Benson's talent is passed down, in part, from family; honed in church; polished in voice lessons; and, he says, inspired by something otherworldly.

All of it has helped propel her to the Top 6 on Sunday Best, shown at 8 p.m. Sundays.

"I never knew I could survive under pressure like that," said Benson, 22, a student at Montgomery County Community College in Blue Bell. "You don't think that the obstacles and challenges you have actually make you."

Benson joins other area singers, including Kefia Rollerson and Elder Goldwire McLendon, both of Philadelphia, who made it to the top ranks of contestants on the show, hosted by gospel star Kirk Franklin.

The show, from Atlanta, will be shown through Aug. 31, when a winner will be announced. The outcome will be decided by viewers' votes. The winner receives a recording contract with Franklin's Fo Yo Soul label and a cash prize.

For Benson, a music education/audio production major, Sunday Best seems part of a natural progression.

Benson was 4 when she began playing the piano and singing. She was 6 when she wrote her first song, "How I Walk."

"She always had an acute ear. She could hear something and repeat it instantly," said her mother, Sharon. "I thought she had heard ["How I Walk"] somewhere. I started looking for it on the Internet."

From then on, Sharon Benson and her husband, Charles, began to help develop their daughter's talent. Candace Benson sang in the family gospel quartet at conferences, church services, funerals.

Candace Benson, who her mother says "drives us nuts" in pursuit of the right harmonic blend, sings and plays the piano with her parents and sister Karen, who plays the drums.

She took piano lessons, began acting in school plays, and by high school was so busy with choirs, bands, church, and academics that friendship with her peers took a backseat. Her teachers were her friends.

"She would say, 'I want to go to the mall and parties like other kids,' " said Sally House, Benson's music teacher at Pottstown High School. "I would say she had been called to be a gospel singer. If you are going to sing about Jesus, your life has to reflect that, or people won't believe you."

Benson has worked to overcome a shyness that is apparent in her soft-spoken girlishness, but that disappears when she talks about music.

"My mom pushed me into every area. She didn't care if I was shy or not," Benson said.

She had moments when her shyness got the best of her. As a teenager, Benson sang on stage with the gospel great Luther Barnes and "broke down" in the middle of a song.

It was Barnes who told Sharon Benson that her daughter had a special talent that needed to be guided toward professional recordings.

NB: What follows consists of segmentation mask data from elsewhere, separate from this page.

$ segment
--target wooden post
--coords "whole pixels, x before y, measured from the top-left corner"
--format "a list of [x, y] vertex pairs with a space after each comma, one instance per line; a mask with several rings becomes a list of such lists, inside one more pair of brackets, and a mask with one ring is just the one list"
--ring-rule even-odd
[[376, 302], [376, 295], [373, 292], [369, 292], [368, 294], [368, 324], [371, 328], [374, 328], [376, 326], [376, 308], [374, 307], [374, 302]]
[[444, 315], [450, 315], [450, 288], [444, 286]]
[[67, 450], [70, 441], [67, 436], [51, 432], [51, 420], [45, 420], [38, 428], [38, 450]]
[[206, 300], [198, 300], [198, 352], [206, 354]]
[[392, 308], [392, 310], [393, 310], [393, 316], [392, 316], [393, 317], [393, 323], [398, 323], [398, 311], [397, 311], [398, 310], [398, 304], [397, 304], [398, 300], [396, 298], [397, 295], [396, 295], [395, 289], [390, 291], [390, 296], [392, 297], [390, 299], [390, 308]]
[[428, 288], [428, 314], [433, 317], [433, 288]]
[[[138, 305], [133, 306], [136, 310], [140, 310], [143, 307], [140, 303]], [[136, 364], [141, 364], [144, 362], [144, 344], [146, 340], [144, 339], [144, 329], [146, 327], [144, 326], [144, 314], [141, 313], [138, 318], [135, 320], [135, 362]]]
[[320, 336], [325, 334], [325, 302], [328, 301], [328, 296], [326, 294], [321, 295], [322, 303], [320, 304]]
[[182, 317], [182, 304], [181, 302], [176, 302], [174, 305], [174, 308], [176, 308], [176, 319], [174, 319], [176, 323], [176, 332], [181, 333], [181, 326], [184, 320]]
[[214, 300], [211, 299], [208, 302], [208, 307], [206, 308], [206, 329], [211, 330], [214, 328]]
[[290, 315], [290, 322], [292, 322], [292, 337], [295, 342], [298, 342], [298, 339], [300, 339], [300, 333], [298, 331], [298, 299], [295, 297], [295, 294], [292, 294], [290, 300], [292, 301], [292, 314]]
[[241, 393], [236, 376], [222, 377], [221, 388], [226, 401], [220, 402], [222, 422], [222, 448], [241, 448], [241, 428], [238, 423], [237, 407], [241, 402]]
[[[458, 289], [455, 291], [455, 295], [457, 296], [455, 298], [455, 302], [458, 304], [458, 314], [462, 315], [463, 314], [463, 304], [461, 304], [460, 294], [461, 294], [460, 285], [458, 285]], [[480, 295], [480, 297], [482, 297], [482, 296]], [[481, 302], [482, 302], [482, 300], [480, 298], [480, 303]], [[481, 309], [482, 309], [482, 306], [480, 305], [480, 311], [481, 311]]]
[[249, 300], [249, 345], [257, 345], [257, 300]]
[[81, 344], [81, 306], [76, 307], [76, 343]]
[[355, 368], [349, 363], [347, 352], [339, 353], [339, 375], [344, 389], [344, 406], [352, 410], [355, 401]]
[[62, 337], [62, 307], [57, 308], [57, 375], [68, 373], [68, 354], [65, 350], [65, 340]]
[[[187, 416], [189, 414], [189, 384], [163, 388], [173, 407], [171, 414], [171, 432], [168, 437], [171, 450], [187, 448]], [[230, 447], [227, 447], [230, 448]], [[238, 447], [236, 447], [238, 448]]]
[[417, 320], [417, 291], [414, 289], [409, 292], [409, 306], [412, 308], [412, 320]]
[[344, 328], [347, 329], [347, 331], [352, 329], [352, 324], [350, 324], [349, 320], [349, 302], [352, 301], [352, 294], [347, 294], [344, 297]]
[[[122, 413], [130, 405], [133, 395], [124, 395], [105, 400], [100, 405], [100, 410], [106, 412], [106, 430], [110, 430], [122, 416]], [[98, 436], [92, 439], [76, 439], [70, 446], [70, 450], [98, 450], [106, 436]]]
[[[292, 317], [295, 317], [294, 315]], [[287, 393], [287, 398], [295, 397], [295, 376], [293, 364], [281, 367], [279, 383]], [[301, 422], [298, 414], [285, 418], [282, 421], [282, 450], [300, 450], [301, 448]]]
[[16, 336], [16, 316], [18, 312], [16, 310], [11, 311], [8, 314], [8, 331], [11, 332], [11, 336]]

Candace Benson has recorded locally with her brother, the singer Terrance Lyles, when Benson has incorporated touches from her musical influences. There's the expected (Mary Mary and Smokie Norful) and the unexpected (Sting).

At MCCC, Benson sings in several choirs with repertoires that include classical music, show tunes, and Negro spirituals. Benson also has started a gospel choir at the school and is music director at Bethel A.M.E. Church in West Chester.

"Some singers are really so infatuated with their own sound, and it's hard to get them in a choral situation," said Andrew Kosciesza, an associate professor and coordinator of MCCC's music department. "Candace is always willing to be part of the larger picture, to be part of the group sound. But we've featured her as a soloist many times."

In March, Benson and her parents drove to Glenn Dale, Md., for the Sunday Best auditions. She previously had auditioned for The Voice and did not make it.

Benson stood in a line in the rain with hundreds of other people, some of whom had camped out.

She made it past two rounds of auditions and then had to sing before the judging panel of McClurkin and singers Kierra Sheard, Yolanda Adams, and Kim Burrell.

Benson barely had begun singing when McClurkin cut her off and said - seemingly without consulting his fellow judges - "You have a yes from all of us."

Benson watches the show every Sunday.

At the same time, she is sometime texting with her audio production teacher, Michael Kelly, who says he struggles to reconcile her commanding presence on Sunday Best with the quiet student on campus, whose attitude, Kelly said, is that she's "just this girl who sings."